A diversidade de ideias do parlamento se transmitiu pra sociedade, apesar do baixo nível de formação dos cidadãos brasileiros, os mesmos não possuíam repulsa pela política. O Imperador e os parlamentares eram respeitados pela população, a própria abolição da escravatura só se tornou possível pela relação de mútuo respeito e compreensão entre a família real e a população brasileira que por 40 anos enfrentou políticos e fazendeiros escravocratas que acreditavam em um colapso econômico causado pelo fim da escravidão. A conclusão desse período histórico é: diferentemente de hoje, a população brasileira na época do Império não possuía repulsa pela política, era menos escolarizada, mas mais consciente. Comprovando que noções de responsabilidade individual não são ensinadas em escolas, mas desenvolvidas culturalmente.

Com o fim da escravidão, os escravocratas não mais apoiavam o sistema monárquico e com o fim da Guerra do Paraguai, o exército brasileiro adquiriu poder político. Estes dois fatores somados a insatisfação das elites econômicas e políticas, mais tarde seduzidas pelo positivismo republicano, levaram ao golpe militar que depôs e expulsou a família imperial e iniciando a república brasileira.

Com o fim da monarquia, as instituições republicanas falharam em fixar as falhas do sistema anterior, mas a falta de preparo dos novos líderes minou a política nacional e o poder executivo foi inflado, sobrepondo-se ao legislativo e instaurando uma ditadura militar. Em suma, república brasileira se espelhou na república estadunidense, mas o resultado foi uma trágica caricatura.

Os republicanos e positivistas pós-golpe estavam decididos a destruir todo o legado da monarquia, fosse ele positivo ou negativo.

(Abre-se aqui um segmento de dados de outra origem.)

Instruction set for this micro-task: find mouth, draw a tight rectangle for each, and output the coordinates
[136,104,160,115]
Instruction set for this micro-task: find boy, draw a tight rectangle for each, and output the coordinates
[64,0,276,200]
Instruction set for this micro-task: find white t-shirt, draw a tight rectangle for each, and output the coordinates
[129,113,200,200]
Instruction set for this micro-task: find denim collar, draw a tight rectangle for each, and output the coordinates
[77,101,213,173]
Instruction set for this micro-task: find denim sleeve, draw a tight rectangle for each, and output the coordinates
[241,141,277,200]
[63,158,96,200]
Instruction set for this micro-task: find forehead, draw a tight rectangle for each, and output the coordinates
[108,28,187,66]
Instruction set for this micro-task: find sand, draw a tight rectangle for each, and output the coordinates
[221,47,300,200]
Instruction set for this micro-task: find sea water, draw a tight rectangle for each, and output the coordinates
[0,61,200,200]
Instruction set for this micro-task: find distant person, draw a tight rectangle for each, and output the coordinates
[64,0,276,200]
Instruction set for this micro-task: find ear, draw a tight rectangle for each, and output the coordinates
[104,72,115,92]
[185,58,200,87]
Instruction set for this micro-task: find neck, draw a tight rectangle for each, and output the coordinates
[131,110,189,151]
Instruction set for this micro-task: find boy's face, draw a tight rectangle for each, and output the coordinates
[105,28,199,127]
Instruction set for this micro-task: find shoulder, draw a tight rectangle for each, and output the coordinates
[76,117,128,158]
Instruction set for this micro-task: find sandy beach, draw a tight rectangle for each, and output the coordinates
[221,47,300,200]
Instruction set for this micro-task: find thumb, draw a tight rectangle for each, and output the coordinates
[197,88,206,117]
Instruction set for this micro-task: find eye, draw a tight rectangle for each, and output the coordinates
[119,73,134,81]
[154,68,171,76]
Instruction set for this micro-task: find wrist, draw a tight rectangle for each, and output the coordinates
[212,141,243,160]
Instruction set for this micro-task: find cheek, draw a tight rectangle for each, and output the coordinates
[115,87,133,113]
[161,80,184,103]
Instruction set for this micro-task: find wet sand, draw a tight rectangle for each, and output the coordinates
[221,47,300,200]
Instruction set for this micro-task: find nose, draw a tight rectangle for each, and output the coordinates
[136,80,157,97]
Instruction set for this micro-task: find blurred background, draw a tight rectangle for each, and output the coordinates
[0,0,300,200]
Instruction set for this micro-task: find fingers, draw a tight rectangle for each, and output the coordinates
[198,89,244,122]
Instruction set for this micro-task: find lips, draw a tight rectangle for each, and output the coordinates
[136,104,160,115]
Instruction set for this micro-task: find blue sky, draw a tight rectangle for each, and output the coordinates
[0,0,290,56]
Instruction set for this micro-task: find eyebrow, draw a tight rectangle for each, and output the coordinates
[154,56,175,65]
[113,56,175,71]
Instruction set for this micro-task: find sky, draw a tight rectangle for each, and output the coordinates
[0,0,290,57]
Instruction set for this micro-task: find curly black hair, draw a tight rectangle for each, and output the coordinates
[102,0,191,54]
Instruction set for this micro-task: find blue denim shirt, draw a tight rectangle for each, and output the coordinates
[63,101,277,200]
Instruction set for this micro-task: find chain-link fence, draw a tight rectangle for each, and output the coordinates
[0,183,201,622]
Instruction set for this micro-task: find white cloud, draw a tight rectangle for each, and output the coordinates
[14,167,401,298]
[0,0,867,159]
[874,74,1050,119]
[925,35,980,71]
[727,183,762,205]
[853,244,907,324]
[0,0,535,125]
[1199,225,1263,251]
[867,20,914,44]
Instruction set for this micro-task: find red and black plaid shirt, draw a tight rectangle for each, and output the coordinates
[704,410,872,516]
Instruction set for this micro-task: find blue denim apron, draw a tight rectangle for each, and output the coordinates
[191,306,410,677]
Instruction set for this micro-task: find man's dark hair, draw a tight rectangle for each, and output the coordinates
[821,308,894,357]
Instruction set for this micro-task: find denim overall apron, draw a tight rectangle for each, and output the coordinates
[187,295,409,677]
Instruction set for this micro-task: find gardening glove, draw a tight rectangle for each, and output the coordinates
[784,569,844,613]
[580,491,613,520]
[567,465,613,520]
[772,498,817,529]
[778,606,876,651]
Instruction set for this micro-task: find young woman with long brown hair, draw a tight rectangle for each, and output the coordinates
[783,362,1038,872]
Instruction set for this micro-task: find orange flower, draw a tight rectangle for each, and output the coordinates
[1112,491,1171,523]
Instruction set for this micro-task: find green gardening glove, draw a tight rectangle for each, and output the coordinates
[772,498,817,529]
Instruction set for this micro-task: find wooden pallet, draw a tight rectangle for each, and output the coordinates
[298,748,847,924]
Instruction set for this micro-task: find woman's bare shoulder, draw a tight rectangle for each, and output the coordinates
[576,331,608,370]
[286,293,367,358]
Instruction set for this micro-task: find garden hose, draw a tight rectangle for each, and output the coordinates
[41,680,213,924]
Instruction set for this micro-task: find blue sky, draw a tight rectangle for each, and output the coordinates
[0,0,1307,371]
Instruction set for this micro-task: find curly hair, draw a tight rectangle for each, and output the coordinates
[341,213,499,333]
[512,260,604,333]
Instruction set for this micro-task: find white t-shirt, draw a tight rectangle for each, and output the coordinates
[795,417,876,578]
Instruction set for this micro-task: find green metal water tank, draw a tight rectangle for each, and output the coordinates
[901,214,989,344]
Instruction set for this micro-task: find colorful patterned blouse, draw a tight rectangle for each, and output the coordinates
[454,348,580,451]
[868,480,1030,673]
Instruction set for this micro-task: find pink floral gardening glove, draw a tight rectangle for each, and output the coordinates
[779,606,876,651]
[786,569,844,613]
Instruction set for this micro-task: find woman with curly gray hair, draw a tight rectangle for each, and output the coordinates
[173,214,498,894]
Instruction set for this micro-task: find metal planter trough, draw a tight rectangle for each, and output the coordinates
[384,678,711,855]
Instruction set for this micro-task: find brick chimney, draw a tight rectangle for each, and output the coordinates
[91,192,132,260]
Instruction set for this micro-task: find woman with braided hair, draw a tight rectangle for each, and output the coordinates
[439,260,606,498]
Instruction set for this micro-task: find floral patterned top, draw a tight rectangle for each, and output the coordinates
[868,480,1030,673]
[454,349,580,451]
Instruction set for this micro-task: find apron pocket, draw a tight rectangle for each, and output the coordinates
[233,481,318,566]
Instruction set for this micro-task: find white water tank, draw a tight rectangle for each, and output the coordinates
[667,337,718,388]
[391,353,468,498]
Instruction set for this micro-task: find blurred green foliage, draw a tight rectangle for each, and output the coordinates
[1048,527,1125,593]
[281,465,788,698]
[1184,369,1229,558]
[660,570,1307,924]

A casa de Bragança foi banida do país e D. Pedro II apenas não reagiu violentamente por não desejar uma guerra civil. Após sua morte, na França, D. Pedro II foi homenageado pelos franceses como poucos estadistas franceses já foram, mas o povo brasileiro só ficou sabendo meses depois do ocorrido e o governo brasileiro cortou relações diplomáticas com a França, cujo governo auxiliou o funeral de nosso ex-Imperador.

Desde então, não faltaram tentativas de desenvolver uma classe política conservadora, mas mesmo estes não mais detinham o respeito da população, pois a república nasceu como um golpe seguido de ditadura. Os anos seguintes foram de tentativas de secessão, ascensão de populismo, inchaço do estado e desgosto da população pela política. Hoje chegamos ao ponto onde poucos brasileiros sabem o que realmente é conservadorismo e menos ainda são verdadeiros conservadores, mas isso não impede a propagação do desconhecimento.